Chart Wise: Van Nuys LDA-C

Van Nuys LDA-C Flying

Traditionally, the purpose of an instrument approach is to stabilize the pilot and the aircraft, lined up with the runway and in just the right position from which to land. Well, not in this case.

The localizer directional aid approach, also commonly called the “localizer darn angle” approach, lines the aircraft up to the airport itself—using localizer lateral accuracy no less—but not necessarily with a particular runway. Many pilots have never flown an LDA approach, but they are more common than many may realize. They still exist in places where terrain and potential traffic may conflict, and in urban areas where the community may not enjoy listening to large numbers of airplanes as they overfly residential areas.

The VNY LDA-C we’re digging into this month offers many interesting and illustrative points about LDA approaches, many of which are applicable to other approaches too.

A. Not Aligned With a Landing Runway

While approaches aiming the aircraft at somewhat odd angles are not all that unusual, the Van Nuys LDA-C is an extreme example that sets the pilot up for a nearly 90-degree turn in order to land. That’s the reason the approach includes only circling minimums. How low an aircraft is legally able to descend is, of course, determined by the category into which the aircraft falls, which is determined by the aircraft’s approach speed. An aircraft flying an approach speed of 120 knots would use an MDA of 1,500 feet. A large jet would need the weather to be essentially VFR in order to use this procedure.
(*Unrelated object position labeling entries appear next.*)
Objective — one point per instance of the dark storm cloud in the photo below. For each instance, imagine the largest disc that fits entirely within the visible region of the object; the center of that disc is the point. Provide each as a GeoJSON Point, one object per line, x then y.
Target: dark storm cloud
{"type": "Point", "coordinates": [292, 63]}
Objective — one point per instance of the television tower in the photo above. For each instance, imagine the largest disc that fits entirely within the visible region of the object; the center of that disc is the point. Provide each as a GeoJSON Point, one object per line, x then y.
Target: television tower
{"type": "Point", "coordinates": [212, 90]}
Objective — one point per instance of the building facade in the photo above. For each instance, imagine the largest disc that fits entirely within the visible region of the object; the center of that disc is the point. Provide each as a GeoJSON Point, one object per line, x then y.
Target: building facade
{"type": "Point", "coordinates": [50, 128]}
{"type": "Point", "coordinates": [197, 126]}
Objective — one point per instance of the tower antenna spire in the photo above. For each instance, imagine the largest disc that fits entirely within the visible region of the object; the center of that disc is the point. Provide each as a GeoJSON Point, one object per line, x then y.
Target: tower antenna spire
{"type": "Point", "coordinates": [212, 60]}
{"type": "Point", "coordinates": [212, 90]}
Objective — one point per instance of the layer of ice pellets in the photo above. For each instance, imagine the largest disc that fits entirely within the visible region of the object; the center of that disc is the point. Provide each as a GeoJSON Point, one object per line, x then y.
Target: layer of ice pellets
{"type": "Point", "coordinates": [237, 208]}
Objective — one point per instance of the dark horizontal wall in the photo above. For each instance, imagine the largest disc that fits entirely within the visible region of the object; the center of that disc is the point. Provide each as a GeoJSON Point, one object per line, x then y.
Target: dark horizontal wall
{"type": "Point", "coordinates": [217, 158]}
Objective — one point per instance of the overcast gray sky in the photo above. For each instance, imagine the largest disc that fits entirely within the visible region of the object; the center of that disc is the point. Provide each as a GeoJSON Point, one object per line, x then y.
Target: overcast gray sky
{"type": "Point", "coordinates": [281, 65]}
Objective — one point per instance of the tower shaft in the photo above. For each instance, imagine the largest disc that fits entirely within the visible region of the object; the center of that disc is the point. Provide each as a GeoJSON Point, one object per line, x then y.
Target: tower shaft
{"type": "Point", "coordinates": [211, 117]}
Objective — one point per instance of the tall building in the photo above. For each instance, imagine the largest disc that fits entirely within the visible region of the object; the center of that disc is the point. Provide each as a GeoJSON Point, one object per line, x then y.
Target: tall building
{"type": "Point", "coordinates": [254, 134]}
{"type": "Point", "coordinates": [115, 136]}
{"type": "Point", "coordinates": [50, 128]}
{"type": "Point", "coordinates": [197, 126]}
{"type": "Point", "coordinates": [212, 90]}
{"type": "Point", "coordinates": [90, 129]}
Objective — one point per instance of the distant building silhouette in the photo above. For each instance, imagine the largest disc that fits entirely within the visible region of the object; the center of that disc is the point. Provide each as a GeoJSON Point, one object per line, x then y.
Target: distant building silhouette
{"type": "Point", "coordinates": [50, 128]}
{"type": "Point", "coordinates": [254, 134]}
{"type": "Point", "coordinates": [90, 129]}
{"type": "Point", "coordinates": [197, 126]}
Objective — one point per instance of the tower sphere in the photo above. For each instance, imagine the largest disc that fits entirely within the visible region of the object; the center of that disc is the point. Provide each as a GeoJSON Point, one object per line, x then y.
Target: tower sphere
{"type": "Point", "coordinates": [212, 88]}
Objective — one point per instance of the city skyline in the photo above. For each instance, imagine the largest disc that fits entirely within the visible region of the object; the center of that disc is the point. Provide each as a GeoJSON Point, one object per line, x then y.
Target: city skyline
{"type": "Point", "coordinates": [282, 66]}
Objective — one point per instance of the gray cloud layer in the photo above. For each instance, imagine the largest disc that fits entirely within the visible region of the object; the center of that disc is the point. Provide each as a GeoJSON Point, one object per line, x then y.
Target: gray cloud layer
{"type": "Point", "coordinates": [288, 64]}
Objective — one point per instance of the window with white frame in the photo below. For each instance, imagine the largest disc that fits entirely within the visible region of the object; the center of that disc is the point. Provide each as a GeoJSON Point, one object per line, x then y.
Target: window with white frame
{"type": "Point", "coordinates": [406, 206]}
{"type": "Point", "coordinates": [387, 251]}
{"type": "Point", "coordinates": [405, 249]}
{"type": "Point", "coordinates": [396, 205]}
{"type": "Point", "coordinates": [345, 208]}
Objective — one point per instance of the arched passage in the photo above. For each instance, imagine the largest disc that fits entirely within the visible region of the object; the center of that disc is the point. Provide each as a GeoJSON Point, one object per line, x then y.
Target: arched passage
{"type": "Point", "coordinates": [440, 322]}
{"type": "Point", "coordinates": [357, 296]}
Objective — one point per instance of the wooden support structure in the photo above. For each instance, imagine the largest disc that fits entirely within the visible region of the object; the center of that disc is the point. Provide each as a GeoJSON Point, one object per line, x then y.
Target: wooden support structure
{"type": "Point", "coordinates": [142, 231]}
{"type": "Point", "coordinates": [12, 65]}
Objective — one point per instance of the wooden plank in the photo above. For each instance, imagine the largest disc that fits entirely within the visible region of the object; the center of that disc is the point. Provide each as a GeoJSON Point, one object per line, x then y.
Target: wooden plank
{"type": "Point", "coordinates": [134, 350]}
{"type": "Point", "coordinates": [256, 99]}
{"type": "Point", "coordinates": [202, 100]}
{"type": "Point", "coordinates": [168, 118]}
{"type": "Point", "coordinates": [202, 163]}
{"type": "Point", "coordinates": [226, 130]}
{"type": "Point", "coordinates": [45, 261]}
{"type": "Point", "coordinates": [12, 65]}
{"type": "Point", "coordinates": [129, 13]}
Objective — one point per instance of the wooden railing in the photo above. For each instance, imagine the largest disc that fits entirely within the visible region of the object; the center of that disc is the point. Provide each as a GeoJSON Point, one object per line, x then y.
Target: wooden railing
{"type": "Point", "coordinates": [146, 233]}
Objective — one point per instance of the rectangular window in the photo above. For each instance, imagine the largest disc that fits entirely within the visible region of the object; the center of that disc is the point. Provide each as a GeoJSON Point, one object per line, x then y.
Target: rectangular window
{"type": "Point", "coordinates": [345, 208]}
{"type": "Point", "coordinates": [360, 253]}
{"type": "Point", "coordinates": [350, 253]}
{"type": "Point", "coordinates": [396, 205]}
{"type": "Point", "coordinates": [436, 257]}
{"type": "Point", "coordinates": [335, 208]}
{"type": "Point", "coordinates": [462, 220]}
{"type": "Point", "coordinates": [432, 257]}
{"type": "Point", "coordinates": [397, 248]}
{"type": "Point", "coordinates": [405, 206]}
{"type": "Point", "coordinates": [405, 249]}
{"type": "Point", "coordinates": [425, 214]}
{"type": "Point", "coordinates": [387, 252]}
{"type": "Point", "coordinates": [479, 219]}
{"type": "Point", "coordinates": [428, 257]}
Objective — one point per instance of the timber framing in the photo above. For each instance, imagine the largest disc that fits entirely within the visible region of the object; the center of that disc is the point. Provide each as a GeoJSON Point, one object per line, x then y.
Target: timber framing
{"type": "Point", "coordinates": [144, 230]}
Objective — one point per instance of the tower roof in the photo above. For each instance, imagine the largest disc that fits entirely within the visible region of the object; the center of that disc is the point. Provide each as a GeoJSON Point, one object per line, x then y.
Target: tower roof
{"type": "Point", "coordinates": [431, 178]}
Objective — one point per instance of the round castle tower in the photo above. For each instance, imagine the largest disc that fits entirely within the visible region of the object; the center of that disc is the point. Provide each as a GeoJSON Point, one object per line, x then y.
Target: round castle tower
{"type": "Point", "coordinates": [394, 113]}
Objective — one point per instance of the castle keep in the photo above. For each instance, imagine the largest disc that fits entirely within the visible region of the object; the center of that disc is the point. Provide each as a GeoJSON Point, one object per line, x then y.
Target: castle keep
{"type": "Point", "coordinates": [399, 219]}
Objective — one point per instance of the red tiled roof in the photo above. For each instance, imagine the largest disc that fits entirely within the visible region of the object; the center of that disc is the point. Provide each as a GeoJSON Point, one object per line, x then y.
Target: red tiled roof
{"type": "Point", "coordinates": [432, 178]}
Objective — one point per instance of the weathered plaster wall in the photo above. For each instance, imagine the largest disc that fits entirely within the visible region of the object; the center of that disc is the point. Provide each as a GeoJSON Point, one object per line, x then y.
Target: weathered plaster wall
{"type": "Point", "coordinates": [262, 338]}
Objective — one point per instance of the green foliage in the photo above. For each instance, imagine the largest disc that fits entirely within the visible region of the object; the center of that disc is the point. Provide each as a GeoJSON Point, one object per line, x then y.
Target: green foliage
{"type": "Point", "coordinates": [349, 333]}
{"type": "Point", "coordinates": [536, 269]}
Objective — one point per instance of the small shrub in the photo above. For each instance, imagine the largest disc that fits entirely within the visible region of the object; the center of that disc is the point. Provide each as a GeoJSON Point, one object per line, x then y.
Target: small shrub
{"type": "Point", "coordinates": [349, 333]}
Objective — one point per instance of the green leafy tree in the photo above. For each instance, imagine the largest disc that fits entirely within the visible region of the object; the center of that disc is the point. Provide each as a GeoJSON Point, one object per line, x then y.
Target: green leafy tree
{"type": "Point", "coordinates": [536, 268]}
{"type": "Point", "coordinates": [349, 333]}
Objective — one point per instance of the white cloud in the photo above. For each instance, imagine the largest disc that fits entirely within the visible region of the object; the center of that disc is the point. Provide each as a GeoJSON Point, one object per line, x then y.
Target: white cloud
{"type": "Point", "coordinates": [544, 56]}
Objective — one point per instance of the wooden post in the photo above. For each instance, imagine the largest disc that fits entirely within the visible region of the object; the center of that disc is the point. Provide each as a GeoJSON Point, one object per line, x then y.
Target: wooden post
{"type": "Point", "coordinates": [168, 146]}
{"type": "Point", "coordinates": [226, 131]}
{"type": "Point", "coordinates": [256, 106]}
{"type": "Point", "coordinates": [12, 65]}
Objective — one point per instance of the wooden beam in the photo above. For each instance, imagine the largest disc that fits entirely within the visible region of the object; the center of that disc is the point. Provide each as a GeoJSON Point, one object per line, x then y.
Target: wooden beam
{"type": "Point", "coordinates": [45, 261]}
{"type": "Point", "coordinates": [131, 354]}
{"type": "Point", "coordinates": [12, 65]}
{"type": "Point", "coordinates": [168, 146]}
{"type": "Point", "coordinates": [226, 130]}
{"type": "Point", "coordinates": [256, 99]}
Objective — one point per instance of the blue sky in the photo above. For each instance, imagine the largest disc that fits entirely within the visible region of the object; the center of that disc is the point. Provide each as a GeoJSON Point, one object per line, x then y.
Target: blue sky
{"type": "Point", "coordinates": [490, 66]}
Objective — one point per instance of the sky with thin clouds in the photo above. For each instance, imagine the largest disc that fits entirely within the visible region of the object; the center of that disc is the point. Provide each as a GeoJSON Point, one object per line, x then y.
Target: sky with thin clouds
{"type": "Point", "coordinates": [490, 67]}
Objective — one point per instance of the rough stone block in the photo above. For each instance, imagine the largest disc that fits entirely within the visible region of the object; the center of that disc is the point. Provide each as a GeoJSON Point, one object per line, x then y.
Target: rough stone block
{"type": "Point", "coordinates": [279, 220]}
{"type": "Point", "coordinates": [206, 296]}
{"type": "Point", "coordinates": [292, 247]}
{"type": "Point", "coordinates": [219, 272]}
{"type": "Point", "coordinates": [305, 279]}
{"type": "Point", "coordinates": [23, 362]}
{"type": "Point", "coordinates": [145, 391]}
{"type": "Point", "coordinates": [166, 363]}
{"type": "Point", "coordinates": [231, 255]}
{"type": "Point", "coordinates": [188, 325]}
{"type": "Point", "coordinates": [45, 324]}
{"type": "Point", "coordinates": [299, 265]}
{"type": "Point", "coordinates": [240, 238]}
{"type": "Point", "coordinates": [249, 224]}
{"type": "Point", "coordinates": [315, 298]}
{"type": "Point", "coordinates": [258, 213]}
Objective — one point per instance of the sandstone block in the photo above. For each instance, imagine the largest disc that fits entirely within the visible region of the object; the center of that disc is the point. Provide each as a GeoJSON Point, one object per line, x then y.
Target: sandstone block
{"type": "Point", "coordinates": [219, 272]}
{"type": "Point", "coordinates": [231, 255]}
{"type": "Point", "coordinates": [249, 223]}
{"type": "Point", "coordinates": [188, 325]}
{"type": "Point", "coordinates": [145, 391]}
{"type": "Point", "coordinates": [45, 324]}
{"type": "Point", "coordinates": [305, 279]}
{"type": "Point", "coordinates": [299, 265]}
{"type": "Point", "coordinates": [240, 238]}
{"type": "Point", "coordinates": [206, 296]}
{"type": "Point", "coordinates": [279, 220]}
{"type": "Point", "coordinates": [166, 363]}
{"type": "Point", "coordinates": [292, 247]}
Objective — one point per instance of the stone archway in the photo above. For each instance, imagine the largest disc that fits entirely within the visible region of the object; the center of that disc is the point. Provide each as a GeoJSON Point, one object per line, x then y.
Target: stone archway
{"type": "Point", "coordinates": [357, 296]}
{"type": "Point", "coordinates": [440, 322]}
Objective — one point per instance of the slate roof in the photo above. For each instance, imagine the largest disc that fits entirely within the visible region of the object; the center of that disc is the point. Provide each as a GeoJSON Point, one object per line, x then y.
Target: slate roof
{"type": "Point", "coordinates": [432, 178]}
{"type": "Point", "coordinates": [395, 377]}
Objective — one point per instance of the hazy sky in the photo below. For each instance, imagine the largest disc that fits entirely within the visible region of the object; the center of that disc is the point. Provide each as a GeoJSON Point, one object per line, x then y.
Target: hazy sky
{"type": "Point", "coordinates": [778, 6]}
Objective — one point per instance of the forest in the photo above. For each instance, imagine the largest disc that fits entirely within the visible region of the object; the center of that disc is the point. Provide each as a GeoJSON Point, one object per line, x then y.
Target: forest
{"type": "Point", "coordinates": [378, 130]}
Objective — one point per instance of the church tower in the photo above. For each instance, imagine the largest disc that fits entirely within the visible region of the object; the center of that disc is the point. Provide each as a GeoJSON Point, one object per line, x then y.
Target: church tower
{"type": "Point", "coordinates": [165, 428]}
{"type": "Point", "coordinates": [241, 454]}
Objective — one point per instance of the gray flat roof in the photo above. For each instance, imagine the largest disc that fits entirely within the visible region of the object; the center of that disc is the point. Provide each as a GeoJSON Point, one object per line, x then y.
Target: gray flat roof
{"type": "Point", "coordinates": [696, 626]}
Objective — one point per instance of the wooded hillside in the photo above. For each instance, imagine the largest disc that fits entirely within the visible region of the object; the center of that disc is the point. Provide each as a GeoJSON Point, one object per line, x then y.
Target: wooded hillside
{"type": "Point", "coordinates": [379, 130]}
B. Unusual Missed Approach Point

The missed approach point on this approach is an old-school middle marker, BUDDE—a piece of ground-based navigation gear that may seem strange to many newly minted instrument pilots. The circle-to-land maneuver can be attempted then if the runway environment is seen prior to BUDDE. Note there is no time or DME listed as a backup to using the MM as the missed approach point, although there is a cross radial from the VNY VOR for help. Remember too, there’s no vertical guidance even though the LDA is essentially a localizer-type signal for lateral guidance. Using this procedure means the pilot descends after crossing SILEX and simply waits to either see the runway or hear the MM signal indicating the MAP.

C. Disregard Any Glideslope Indications

Even though this LDA procedure includes only lateral guidance from the localizer, there’s an easy-to-miss note warning pilots that just in case they do see a glideslope signal at times, they are to ignore it. That signal is not being generated for this approach and is not safe to follow down to the ground.

D. Two Tower Frequencies

Larger, busier airports often use multiple control-tower frequencies to avoid too much traffic on a single frequency overwhelming the tower controller. The question for some pilots is which one to choose; the choice at VNY is based upon the landing runway. Pilots planning to land on Runway 16R could plan ahead and pre-load 119.3 into their comm box, while traffic planning for the short Runway 16L would expect to call the tower on 120.2 once they’re instructed to call the tower by SOCAL approach. Sure, approach control will normally give the pilot the proper frequency at the correct point in the approach, but planning by a savvy pilot reduces the workload one more notch.

E. The Missed Approach is Complicated

The VNY LDA-C missed approach involves multiple steps and begins with a climb straight ahead, essentially eastbound to 1,900 feet, followed by a right turn to a 210-degree heading as the aircraft continues the climb to 4,600 feet. From there, the pilot intercepts the 267-degree radial from the Santa Monica VOR. This requires a turn to roughly 267 degrees—depending on the wind—until reaching the Ventura VOR, where the pilot would enter the published hold. ATC could, of course, issue alternate missed approach instructions. One item to remember is the pilot is not allowed to skip any intermediate steps when executing the published missed, so don’t try flying GPS direct to VTU unless you’ve requested and ATC has approved such a turn.